Three failure patterns, each driven back to the same line: a decision is only as good as the read it's made from.
Run the debate on Riverside's real conditions, not a generic one. The carrier is tied to the barcode, so the sort point has to read it, and the cartons come off two pick zones onto throw-on lines. That origin is the whole question: how confident are you which way the label faces when it arrives? Make students defend the single-versus-tunnel call from label orientation, not from cost alone. A student who reaches for the cheaper single head without asking the orientation question has skipped the reasoning that matters.
Instructor-only note, don't preview: the scan-point location is deliberately left open in the student deliverable because Ray's WMS response-time number isn't confirmed yet. That resolves in Lesson 22, when the confirmed number arrives and the scan-to-divert distance gets locked. If a student tries to pin the scan point now, hold the line, they have the devices, not the distance. Don't tell them what the confirmed number turns out to be.

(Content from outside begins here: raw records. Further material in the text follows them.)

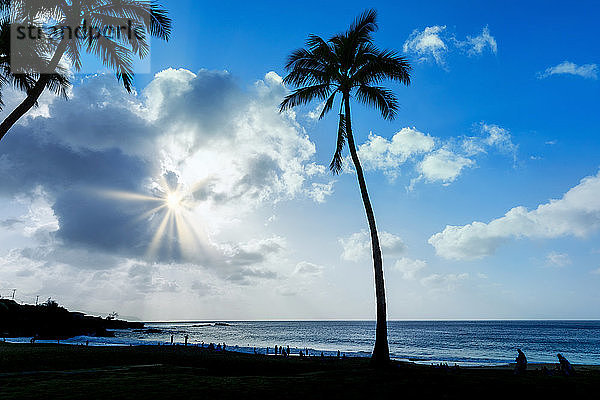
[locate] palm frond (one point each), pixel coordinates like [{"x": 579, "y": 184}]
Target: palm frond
[
  {"x": 377, "y": 66},
  {"x": 381, "y": 98},
  {"x": 305, "y": 95},
  {"x": 337, "y": 162},
  {"x": 328, "y": 105}
]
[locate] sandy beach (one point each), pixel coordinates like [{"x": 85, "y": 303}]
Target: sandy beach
[{"x": 141, "y": 372}]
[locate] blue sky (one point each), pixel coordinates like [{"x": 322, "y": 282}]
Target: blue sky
[{"x": 501, "y": 113}]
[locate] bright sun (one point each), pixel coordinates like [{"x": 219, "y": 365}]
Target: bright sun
[{"x": 173, "y": 201}]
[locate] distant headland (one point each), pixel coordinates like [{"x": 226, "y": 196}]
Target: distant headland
[{"x": 50, "y": 321}]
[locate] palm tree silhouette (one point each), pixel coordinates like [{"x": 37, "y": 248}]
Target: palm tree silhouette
[
  {"x": 116, "y": 51},
  {"x": 57, "y": 83},
  {"x": 349, "y": 64}
]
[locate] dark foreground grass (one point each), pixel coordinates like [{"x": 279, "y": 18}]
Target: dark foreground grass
[{"x": 153, "y": 372}]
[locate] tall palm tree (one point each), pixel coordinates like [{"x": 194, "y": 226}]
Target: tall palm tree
[
  {"x": 116, "y": 51},
  {"x": 58, "y": 83},
  {"x": 350, "y": 65}
]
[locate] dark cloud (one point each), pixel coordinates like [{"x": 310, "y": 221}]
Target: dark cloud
[{"x": 32, "y": 160}]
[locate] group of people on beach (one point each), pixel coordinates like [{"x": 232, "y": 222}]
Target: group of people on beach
[{"x": 564, "y": 367}]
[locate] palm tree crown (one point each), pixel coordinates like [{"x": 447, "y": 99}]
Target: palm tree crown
[
  {"x": 351, "y": 65},
  {"x": 115, "y": 50},
  {"x": 348, "y": 64}
]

Square, the beam is a fixed line across the belt, and a leading edge trips it at the same instant no matter how wide the carton is or where it rides. Angle the eye and the beam crosses on a diagonal, so where a leading edge first breaks it depends on the carton's width and its lateral position. The wider the carton, the further its leading edge reaches across the belt, so its break point shifts furthest from a narrow carton's, and a wide box riding to one side shifts furthest of all. The registration instant moves box to box, the tracking clock starts from the wrong place, and the divert fires early or late by enough to miss the lane. The widest cartons get hit hardest because the trigger-point error grows with width. Source rule, verbatim: "Never use an angled photoeye for product registration. The angle of the eye combined with the position of the package across the face of the conveyor will produce inconsistent trigger points, and the system will behave as though product is in a different position than it actually is." Full credit names the fix out loud: mount square to travel.

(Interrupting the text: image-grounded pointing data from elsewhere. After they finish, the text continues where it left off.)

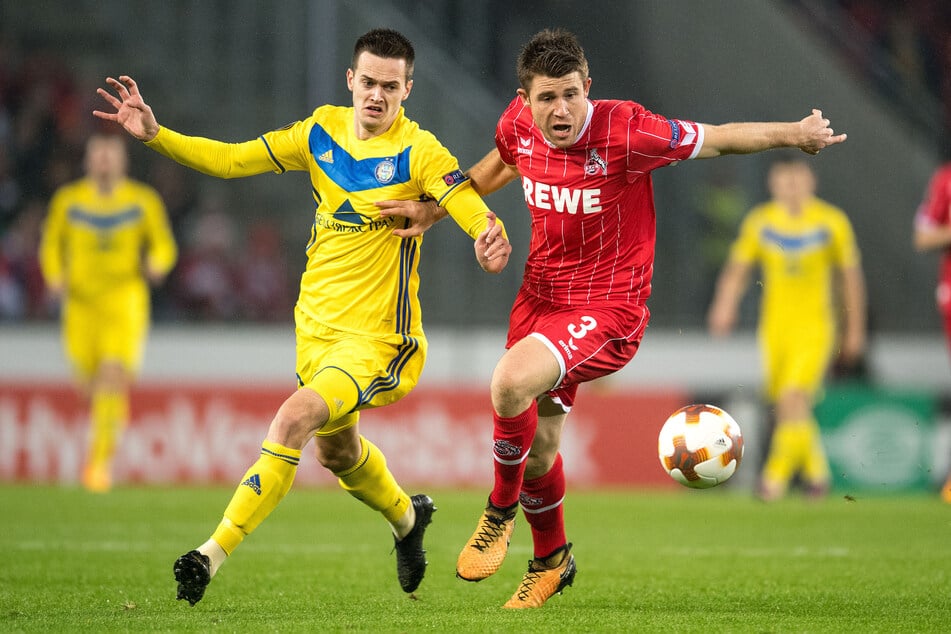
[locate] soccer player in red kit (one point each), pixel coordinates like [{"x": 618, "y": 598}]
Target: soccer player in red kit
[
  {"x": 933, "y": 231},
  {"x": 581, "y": 311}
]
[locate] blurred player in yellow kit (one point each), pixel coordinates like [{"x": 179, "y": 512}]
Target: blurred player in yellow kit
[
  {"x": 807, "y": 252},
  {"x": 360, "y": 342},
  {"x": 105, "y": 238}
]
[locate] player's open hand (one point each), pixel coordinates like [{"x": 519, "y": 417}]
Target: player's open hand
[
  {"x": 492, "y": 247},
  {"x": 817, "y": 134},
  {"x": 421, "y": 215},
  {"x": 131, "y": 111}
]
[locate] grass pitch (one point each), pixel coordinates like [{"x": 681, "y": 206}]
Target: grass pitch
[{"x": 687, "y": 561}]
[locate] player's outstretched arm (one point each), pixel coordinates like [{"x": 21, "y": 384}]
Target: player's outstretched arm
[
  {"x": 811, "y": 134},
  {"x": 131, "y": 111},
  {"x": 492, "y": 247}
]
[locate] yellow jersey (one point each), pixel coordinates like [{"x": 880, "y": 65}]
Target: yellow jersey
[
  {"x": 798, "y": 255},
  {"x": 359, "y": 277},
  {"x": 96, "y": 243}
]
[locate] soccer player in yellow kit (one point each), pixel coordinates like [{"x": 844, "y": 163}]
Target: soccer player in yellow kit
[
  {"x": 802, "y": 244},
  {"x": 360, "y": 342},
  {"x": 104, "y": 239}
]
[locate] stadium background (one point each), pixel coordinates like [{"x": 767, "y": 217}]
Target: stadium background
[{"x": 217, "y": 365}]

No identification system reads everything. Damage, print quality, orientation, glare, and a label that lands face-down all produce no-reads regardless of how good the customer's labels are on an average day. It's a rate, not a possibility, so it's a design input on every real system. The exception destination isn't optional insurance, it's the release valve for the reads that fail. Leave it out and the first no-read is a carton stopped at the decision point with no routing answer and nowhere to go, so it can't divert and the line backs up behind it. Skipping it doesn't save money, it converts a routine event into a line-down event during a peak wave. The destination is the hospital lane; how big it has to be and how the routing around it works is Lesson 23, so don't let the debate drift into sizing. Full credit is the argument that a no-read rate is a design input and that one unhandled no-read stops the line.

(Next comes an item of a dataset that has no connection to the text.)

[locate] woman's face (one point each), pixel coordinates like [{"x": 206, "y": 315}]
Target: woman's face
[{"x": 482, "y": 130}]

The sort-point sensing plan the students write is a real piece of the Riverside controls architecture package, and it goes into the same running project note they've kept since Lesson 1. Have them date the entry and file the device list, the single-versus-tunnel call with its justification, and the named no-read path where they can find it again.
Don't explain where it leads. The payoff is theirs to find later, and it lands hardest for the students who kept their notes without being told why. Your job is to make filing this feel like ordinary professional discipline, one more layer added to a document that's quietly becoming the controls package they'll assemble at the end.